Lato operatori di tlc, nota Prosperetti, “inibire una comunicazione telefonica è una cosa seria e serve avere l’obbligo di legge per farlo. Per questo bisogna intervenire ricorrendo al protocollo internazionale tecnico che si chiama Stir/Shaken, già adottato in Francia, negli Stati Uniti, in Canada e in altri Paesi. Con questo sistema, fornito anche dall’italiana Italtel a operatori francesi e tedeschi, si è in grado di verificare, prima che la chiamata arrivi all’utente, se le informazioni di chiamata comprendono una sorta di ‘firma digitale’, nella quale l’operatore di provenienza cripta il numero del chiamante. Se il numero del chiamante risulta ‘certificato’ allora la chiamata va avanti, altrimenti viene sospesa o bloccata”. Questo sistema tuttavia, da solo non basta, "perché ci sono molti operatori, specie all’estero, che non certificano le chiamate e, magari, instradano chiamate mobili da utenti italiani in roaming. Allo stato un operatore italiano non può sapere se la chiamata con prefisso mobile arriva da un truffatore o da un vero utente italiano che sta all’estero con il proprio cellulare. Serve allora affiancarlo con un sistema di controllo di database condivisi. Database che dovrebbero essere messi sotto il controllo di un ente indipendente perché si tratta di dati molto delicati".

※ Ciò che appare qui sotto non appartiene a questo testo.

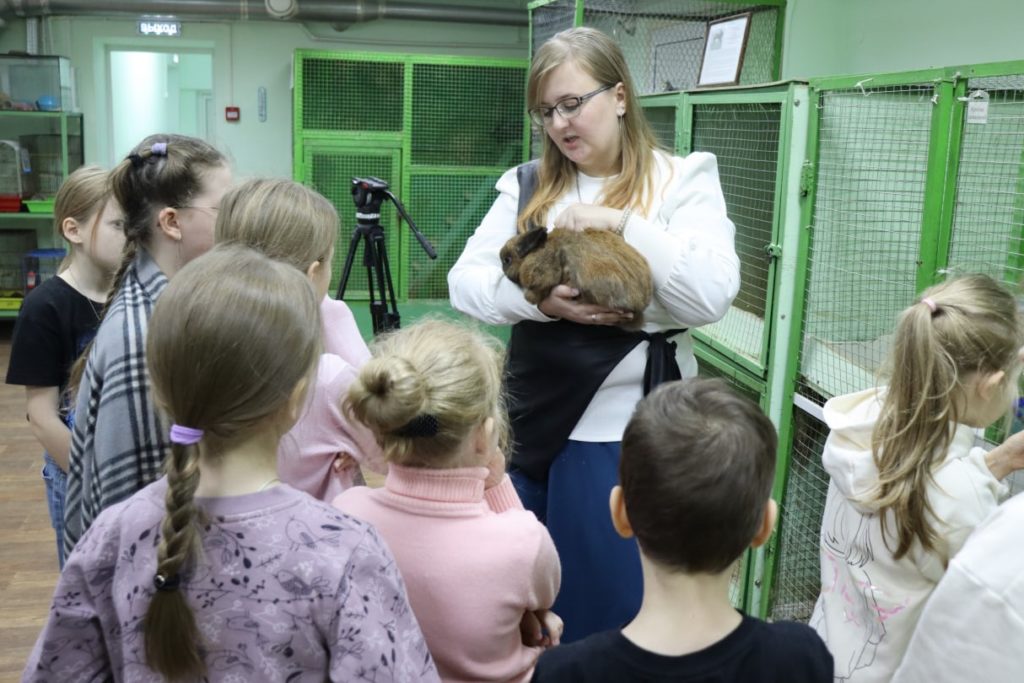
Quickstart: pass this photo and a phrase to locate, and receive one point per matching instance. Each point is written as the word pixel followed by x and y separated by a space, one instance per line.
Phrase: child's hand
pixel 541 629
pixel 343 461
pixel 1008 457
pixel 496 469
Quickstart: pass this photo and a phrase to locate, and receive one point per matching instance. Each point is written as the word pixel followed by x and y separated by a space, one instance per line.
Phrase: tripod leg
pixel 389 318
pixel 353 244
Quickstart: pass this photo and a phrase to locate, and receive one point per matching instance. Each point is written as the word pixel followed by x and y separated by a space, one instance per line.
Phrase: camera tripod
pixel 369 194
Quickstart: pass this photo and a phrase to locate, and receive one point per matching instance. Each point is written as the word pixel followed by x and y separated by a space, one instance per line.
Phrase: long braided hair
pixel 230 339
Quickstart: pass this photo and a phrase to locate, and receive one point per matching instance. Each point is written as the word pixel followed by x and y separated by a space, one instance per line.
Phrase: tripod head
pixel 369 195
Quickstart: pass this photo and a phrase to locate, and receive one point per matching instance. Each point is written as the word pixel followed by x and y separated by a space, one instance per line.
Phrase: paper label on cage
pixel 977 107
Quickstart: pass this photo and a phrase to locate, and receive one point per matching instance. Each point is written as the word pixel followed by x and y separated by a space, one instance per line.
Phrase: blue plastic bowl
pixel 48 103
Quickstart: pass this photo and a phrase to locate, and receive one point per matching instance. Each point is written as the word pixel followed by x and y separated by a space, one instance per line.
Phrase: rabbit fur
pixel 605 269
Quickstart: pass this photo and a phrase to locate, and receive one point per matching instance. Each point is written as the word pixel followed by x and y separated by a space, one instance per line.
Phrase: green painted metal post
pixel 784 380
pixel 940 182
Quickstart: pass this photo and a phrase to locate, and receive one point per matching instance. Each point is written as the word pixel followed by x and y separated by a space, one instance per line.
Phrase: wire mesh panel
pixel 13 246
pixel 865 235
pixel 664 40
pixel 467 116
pixel 721 369
pixel 332 173
pixel 744 138
pixel 549 19
pixel 663 123
pixel 798 578
pixel 344 94
pixel 446 209
pixel 988 215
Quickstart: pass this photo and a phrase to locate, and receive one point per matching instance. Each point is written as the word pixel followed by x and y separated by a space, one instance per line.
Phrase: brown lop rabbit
pixel 599 263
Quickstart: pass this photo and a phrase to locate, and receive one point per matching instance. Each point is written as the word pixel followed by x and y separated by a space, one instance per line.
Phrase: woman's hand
pixel 562 302
pixel 541 628
pixel 496 469
pixel 579 216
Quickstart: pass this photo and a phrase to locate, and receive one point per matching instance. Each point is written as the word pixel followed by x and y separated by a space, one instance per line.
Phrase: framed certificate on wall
pixel 725 42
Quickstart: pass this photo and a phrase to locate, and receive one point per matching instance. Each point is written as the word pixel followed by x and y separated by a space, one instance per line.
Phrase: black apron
pixel 554 370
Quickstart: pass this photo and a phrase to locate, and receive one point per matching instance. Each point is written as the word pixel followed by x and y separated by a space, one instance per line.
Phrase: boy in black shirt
pixel 696 471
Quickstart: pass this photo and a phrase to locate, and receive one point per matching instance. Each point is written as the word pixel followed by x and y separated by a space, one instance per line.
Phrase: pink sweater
pixel 307 452
pixel 473 562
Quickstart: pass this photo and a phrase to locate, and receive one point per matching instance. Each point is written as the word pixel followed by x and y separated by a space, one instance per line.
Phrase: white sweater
pixel 973 625
pixel 686 238
pixel 870 602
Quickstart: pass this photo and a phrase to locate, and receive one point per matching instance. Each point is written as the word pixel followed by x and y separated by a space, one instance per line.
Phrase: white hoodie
pixel 973 625
pixel 869 602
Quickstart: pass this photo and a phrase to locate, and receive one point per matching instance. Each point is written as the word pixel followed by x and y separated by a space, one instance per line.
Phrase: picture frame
pixel 725 44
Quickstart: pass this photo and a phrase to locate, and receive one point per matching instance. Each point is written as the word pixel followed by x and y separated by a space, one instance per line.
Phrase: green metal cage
pixel 902 187
pixel 439 130
pixel 664 40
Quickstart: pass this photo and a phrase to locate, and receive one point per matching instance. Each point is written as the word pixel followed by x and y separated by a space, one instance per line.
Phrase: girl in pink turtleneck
pixel 481 571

Un altro aspetto fondamentale è, infine, rappresentato da chi gestisce questo sistema. “Potrebbe essere la Fondazione Bordoni o lo stesso Mimit, ma comunque un'entità neutra che abbia la fiducia degli operatori perché le imprese devono dare in mano all’organismo prescelto dati per loro commercialmente sensibili. Questo sistema dovrebbe riportare la fiducia sul comparto del telemarketing, seriamente a rischio per le chiamate false. D’altronde le imprese nazionali sono le prime a lamentarsi se qualcuno chiama con il numero falso, perché provocano un danno notevole alla loro credibilità”, conclude l'avvocato.